En España no se hacen las leyes que quiere el Papa, sino las que decide el Parlamento y la ciudadanía, dijo ayer el presidente Zapatero en respuesta a las críticas del PP en relación con su escasa presencia en los actos de la visita del Benedicto XVI. Pero tres días después de que el Pontífice abandonara suelo español, el propio presidente había dado carpetazo a su promesa de avanzar en la laicidad del Estado con una nueva ley de libertad religiosa que la jerarquía eclesiástica rechaza.

El compromiso de reformar la ley fue retirado a última hora del programa electoral socialista de 2008, pero recuperado meses después.

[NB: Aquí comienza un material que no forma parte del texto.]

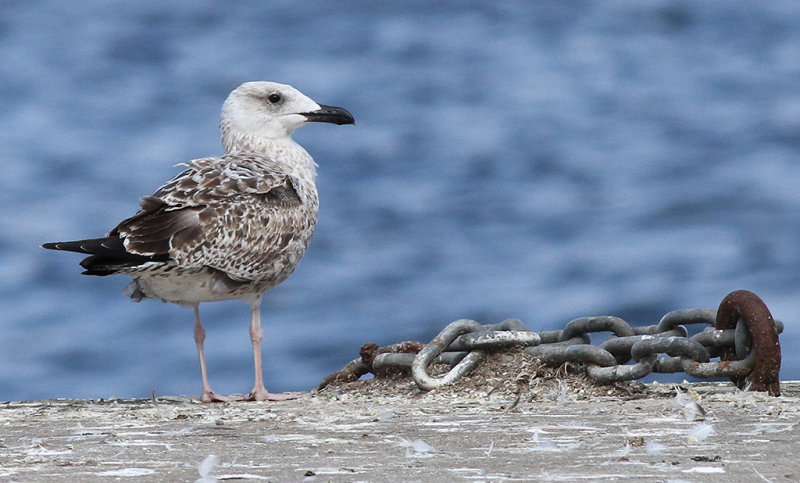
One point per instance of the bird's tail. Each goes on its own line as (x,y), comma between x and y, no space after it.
(107,255)
(91,246)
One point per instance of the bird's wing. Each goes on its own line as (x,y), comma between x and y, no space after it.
(234,214)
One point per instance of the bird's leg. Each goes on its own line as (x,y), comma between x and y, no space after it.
(259,392)
(200,337)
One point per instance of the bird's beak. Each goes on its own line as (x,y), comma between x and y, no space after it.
(332,114)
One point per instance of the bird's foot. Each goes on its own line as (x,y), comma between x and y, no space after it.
(211,396)
(264,395)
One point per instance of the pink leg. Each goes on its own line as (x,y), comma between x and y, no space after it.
(259,392)
(199,338)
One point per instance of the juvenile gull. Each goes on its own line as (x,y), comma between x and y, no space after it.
(229,227)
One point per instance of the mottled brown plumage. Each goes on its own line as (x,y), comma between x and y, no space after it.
(228,227)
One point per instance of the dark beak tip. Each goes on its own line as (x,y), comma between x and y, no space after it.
(331,114)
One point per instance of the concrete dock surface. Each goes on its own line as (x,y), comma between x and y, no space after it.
(633,432)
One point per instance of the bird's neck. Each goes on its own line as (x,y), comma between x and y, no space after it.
(284,151)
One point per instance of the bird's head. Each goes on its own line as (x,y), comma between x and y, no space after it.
(267,111)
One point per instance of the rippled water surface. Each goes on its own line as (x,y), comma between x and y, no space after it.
(543,160)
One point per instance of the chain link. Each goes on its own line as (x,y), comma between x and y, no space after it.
(658,348)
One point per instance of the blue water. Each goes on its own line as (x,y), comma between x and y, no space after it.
(543,160)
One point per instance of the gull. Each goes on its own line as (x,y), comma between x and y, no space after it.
(228,227)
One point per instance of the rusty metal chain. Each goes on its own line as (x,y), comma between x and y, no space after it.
(742,334)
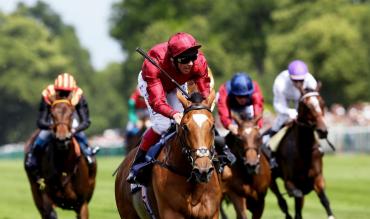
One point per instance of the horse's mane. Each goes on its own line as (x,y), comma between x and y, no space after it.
(196,98)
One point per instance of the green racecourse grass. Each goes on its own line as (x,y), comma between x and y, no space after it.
(347,178)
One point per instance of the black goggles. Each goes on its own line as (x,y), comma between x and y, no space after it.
(186,59)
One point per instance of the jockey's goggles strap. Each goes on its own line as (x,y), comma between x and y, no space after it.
(310,94)
(61,101)
(195,107)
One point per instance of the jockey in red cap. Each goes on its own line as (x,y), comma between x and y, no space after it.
(64,87)
(181,59)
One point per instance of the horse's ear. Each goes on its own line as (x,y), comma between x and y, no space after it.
(319,85)
(52,98)
(209,101)
(256,119)
(236,118)
(185,102)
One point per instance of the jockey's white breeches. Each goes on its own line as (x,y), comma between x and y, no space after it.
(160,123)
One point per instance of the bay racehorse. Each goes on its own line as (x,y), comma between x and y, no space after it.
(247,185)
(183,182)
(299,157)
(132,139)
(66,180)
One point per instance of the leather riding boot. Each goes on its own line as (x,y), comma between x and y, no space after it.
(139,158)
(268,152)
(149,138)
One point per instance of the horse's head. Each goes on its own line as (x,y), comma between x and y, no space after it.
(311,111)
(196,133)
(248,143)
(61,113)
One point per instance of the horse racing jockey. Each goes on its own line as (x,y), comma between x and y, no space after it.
(64,88)
(181,59)
(286,90)
(137,112)
(242,96)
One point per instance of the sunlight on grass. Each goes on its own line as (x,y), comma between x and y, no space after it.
(347,179)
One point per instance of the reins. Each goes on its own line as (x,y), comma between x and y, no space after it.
(186,150)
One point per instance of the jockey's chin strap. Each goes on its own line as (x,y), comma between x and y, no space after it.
(61,101)
(309,94)
(196,107)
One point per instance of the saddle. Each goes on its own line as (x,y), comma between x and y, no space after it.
(143,169)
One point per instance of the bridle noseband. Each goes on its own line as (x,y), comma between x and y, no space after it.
(203,151)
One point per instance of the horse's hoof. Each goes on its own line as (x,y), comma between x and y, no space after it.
(41,183)
(296,193)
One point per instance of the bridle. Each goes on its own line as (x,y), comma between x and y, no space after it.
(61,143)
(246,149)
(308,123)
(193,154)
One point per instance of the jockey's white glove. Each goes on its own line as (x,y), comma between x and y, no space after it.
(292,113)
(233,128)
(177,117)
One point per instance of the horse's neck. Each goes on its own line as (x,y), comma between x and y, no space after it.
(65,160)
(305,137)
(175,156)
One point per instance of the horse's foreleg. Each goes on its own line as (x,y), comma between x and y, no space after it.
(257,206)
(281,201)
(83,212)
(240,205)
(43,203)
(320,191)
(298,207)
(223,213)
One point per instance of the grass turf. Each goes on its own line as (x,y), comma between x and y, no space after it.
(347,180)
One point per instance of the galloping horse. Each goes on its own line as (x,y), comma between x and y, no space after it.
(184,183)
(67,181)
(299,157)
(132,140)
(251,175)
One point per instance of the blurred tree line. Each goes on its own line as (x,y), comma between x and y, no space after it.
(258,37)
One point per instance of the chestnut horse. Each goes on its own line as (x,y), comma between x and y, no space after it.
(67,181)
(250,176)
(183,182)
(299,157)
(132,140)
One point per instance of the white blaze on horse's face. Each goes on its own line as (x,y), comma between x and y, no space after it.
(199,119)
(247,131)
(315,103)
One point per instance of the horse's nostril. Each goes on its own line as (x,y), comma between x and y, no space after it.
(322,133)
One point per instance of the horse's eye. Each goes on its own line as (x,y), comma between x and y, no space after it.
(185,128)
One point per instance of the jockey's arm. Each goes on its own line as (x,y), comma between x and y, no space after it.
(43,118)
(203,80)
(82,110)
(157,99)
(258,100)
(223,108)
(132,117)
(280,101)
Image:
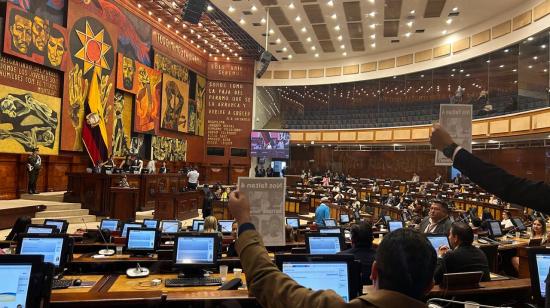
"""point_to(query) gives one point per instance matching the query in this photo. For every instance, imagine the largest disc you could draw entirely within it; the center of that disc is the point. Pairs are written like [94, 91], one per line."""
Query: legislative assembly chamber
[274, 153]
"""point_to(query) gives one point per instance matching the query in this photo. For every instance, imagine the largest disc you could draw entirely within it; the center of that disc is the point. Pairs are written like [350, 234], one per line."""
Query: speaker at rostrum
[265, 59]
[192, 10]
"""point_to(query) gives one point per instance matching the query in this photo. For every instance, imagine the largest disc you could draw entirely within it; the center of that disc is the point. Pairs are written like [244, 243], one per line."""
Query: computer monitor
[344, 218]
[29, 282]
[334, 272]
[226, 226]
[40, 229]
[394, 225]
[330, 222]
[518, 224]
[151, 223]
[324, 243]
[109, 224]
[141, 240]
[438, 240]
[294, 222]
[195, 251]
[494, 228]
[539, 266]
[195, 226]
[61, 225]
[170, 226]
[54, 247]
[127, 225]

Al mismo tiempo, el Gobierno revisaba al alza los acuerdos económicos con la Iglesia, a la que subvenciona con 6.000 millones anuales, olvidando el principio de avanzar hacia la autofinanciación asumido en los acuerdos de 1979.

El proyecto de reforma, lejos de profundizar en la laicidad, tendía hacia el Estado multiconfesional. Por ello, no les falta razón a quienes han dicho que mejor no tocar la ley que hacer una reforma que se quede corta. Pero al retirar el proyecto se cercena también cualquier posibilidad de debatirlo y modificarlo. Los argumentos del Gobierno para hacerlo son la falta de consenso que suscita, un principio general aconsejable en relación con normas que afectan de manera especial a la ética y la sensibilidad ciudadana; y que, en plena crisis económica, no es momento de abrir nuevos frentes sociales.

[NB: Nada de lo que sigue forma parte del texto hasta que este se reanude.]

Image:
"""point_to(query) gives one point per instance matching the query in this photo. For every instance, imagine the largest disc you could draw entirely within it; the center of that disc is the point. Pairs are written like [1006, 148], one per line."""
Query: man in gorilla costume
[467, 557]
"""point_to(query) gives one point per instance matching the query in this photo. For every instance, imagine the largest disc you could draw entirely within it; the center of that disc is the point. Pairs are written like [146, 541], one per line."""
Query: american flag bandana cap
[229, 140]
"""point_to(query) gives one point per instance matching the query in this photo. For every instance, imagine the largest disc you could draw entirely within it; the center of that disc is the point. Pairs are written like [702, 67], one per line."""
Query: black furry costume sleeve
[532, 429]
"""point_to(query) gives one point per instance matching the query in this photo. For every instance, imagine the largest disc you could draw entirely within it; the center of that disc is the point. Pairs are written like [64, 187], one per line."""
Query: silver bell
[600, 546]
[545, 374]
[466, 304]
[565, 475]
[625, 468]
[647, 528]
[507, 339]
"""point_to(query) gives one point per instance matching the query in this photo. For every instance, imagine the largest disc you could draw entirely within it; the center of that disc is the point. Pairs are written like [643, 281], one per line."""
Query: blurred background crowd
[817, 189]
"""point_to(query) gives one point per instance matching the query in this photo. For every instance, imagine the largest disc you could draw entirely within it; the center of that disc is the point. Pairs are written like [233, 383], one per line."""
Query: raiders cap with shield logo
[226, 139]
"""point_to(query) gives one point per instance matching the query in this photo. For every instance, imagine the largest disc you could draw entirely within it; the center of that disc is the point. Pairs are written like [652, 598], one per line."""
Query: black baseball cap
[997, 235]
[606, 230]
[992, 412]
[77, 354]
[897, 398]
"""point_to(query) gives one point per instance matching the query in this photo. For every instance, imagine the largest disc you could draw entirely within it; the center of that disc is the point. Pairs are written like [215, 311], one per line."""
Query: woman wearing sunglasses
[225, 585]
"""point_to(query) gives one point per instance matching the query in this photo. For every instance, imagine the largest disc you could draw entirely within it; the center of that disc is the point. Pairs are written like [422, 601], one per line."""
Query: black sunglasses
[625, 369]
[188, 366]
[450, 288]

Son razones de peso, siempre que no se conviertan en coartada para otorgar derecho de veto a los partidos que defienden expresamente el mantenimiento de los privilegios de que disfruta la Iglesia. Pero esos privilegios no dependen tanto de la actual ley de libertad religiosa, escueta pero razonable, como de los acuerdos con la Santa Sede; es decir con un Estado cuyo jefe, Benedicto XVI, acaba de ofender gravemente a la sociedad española con sus declaraciones sobre la existencia actual de un supuesto laicismo "agresivo" como el que en los años treinta del siglo pasado avivó las llamas de la Guerra Civil.

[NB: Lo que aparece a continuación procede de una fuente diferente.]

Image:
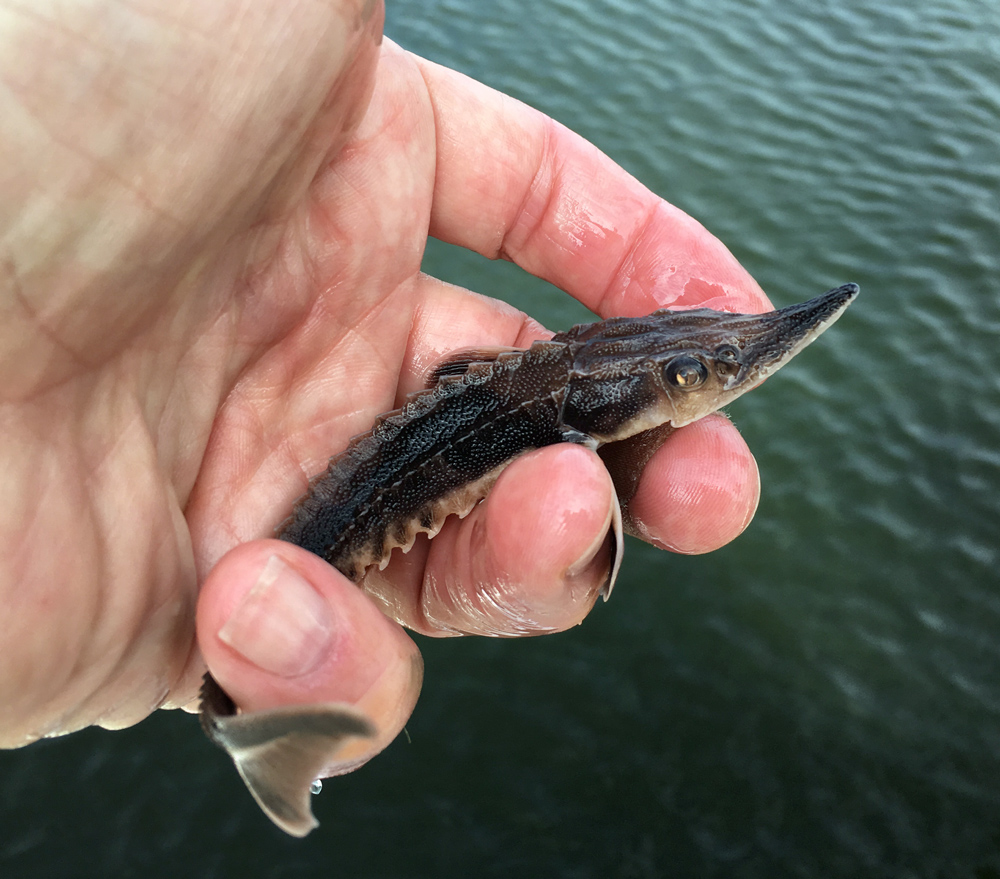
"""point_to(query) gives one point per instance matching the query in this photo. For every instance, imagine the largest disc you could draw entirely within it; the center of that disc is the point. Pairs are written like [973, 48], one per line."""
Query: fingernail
[282, 625]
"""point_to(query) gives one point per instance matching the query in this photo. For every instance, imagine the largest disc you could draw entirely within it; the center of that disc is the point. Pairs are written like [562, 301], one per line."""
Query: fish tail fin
[281, 752]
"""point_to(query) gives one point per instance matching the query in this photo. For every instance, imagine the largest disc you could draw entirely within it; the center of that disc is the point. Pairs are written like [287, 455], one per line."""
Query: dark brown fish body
[619, 386]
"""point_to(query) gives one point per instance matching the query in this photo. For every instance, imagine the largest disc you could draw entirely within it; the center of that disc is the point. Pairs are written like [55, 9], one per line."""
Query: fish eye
[727, 354]
[685, 372]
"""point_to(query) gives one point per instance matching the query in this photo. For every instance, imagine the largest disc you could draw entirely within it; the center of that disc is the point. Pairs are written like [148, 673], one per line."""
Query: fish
[619, 386]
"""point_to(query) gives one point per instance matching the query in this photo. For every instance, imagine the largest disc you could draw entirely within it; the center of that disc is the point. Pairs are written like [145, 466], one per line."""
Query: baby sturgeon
[619, 386]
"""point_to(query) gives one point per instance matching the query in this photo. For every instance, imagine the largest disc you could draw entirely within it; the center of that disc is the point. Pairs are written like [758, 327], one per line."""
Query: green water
[822, 697]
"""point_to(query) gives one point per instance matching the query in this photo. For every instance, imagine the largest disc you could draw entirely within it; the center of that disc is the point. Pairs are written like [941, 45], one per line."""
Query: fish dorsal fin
[280, 753]
[458, 362]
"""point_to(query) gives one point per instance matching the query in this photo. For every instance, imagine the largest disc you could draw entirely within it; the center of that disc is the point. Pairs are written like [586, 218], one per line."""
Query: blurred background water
[820, 698]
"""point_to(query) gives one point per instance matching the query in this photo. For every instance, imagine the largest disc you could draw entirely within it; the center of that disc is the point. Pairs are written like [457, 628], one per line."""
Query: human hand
[211, 280]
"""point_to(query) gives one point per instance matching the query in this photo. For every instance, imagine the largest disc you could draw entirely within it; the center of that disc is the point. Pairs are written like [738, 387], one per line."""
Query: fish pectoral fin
[458, 362]
[280, 753]
[618, 549]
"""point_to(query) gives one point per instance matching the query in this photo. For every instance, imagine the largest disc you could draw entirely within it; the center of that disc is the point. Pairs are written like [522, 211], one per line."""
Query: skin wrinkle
[606, 303]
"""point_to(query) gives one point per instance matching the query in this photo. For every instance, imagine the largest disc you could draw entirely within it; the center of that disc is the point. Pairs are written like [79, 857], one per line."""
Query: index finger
[512, 183]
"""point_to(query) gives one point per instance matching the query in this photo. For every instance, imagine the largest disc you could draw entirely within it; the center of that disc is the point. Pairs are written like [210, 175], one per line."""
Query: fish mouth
[774, 338]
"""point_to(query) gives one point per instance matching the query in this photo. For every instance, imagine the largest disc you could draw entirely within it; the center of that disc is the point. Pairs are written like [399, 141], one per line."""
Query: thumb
[278, 626]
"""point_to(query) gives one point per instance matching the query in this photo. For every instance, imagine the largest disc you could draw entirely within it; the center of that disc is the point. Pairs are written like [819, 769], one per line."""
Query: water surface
[819, 699]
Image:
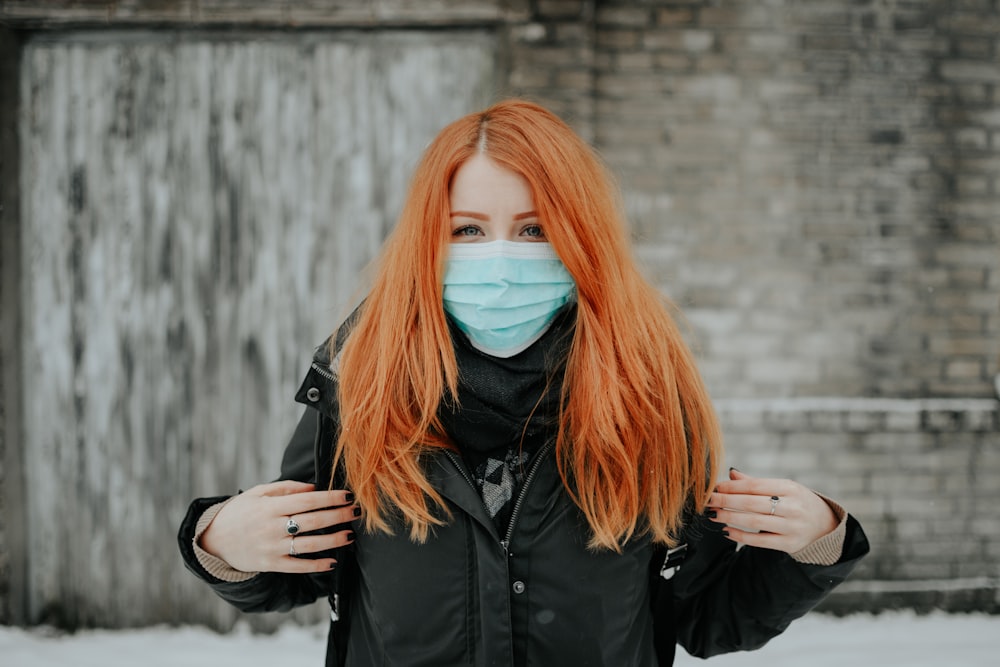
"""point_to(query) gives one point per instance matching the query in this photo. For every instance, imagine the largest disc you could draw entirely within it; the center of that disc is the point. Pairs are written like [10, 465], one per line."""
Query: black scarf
[507, 409]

No se trata de que no pueda haber acuerdos con el Vaticano, sino de que los negociados en la Transición se adapten a los principios constitucionales. El lógico respeto a una religión que es mayoritaria en la sociedad española no justifica que los socialistas hayan mantenido y mejorado la situación de privilegio de la Iglesia católica en un Estado no confesional.